R (15) Admin (12) programming (11) Rant (6) personal (6) parallelism (4) HPC (3) git (3) linux (3) rstudio (3) spectrum (3) C++ (2) Modeling (2) Rcpp (2) SQL (2) amazon (2) cloud (2) frequency (2) math (2) performance (2) plotting (2) postgresql (2) DNS (1) Egypt (1) Future (1) Knoxville (1) LVM (1) Music (1) Politics (1) Python (1) RAID (1) Reproducible Research (1) animation (1) audio (1) aws (1) data (1) economics (1) graphing (1) hardware (1)

28 February 2012

Adventures in R Studio Server: Apache2, Https, Security, and Amazon EC2.

I just put a fresh install of Ubuntu Server (10.04.4 LTS) on one of our machines.  As I was doing some post-install config, I accidentally installed Rstudio Server.  And subsequently fell down an exciting little rabbit-hole of server configuration and "ooooh-lala!" playtime.

A friend sung the wonders of Rstudio Server to me recently, and I filed it under "things to ignore for now".  Just another thing to learn, right?  Turns out, the Rstudio folks do *great* work and write good docs, so I hardly had to learn anything.  I just had to dust off my sysadmin skills and fire up some google.

I'm a little concerned about running web services on public-facing machines.  Even more so, given that R provides fairly low-level access to operating system services.  Still, I was impressed to see system user authentication.

I followed the docs for running apache2 as a proxy server, and learned a little about apache in the process.  Since I made it this far, I figured I'd run it through https/ssl, add some memory limitations, etc.  I'm still not entirely convinced this is secure -- it seems that running it in a virtual machine or chroot jail would be ideal.

 On the other hand, I ran across this post on running Rstudio Server inside Amazon EC2 instances.  Nighttime EC2 spot prices on "Quadruple Extra Large" instances (68.4 GB of memory,
8 virtual cores with 3.25 EC2 Compute Units each) fell below $1 an hour tonight, which is cheap enough to play with for an hour or two -- take it through some paces and see how well it does with a *very* *large* *job* or two.  Instances can now be stopped and saved to EBS (elastic block storage), and so only need to be configured once, which really simplifies matters.

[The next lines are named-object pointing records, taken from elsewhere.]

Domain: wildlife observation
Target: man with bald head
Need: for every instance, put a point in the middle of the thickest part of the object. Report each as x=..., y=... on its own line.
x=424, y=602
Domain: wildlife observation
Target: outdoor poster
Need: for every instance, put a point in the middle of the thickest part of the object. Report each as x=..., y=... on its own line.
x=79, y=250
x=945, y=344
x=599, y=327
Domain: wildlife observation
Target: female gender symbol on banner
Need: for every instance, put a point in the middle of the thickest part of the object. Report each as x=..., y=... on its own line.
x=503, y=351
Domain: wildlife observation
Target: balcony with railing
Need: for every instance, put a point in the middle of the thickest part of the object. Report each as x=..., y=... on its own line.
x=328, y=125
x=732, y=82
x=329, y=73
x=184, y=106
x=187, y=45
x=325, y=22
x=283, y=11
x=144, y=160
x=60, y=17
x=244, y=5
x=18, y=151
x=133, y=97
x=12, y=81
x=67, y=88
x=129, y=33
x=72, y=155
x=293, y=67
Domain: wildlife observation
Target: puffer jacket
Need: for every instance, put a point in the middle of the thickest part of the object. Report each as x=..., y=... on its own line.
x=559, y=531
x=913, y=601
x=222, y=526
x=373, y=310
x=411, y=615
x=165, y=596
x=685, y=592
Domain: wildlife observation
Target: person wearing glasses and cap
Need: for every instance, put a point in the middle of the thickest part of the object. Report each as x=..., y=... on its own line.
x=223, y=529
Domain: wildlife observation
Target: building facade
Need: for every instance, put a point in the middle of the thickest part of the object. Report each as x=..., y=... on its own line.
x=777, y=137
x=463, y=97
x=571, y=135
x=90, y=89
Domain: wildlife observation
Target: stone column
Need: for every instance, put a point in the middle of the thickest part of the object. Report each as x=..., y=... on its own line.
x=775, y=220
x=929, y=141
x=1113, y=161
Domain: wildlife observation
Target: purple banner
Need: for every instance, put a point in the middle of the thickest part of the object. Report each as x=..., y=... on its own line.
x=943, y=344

In fact, I'm wondering if Rstudio (well, R, really) is my "killer app" for EC2. 

Overall, I was really impressed at how fast and easy this was to get up and running. Fun times ahead!

1 comment:

  1. Currently I work for DEll and thought your blog is really impressive. I think server is a computer or device on a network that manages network resources.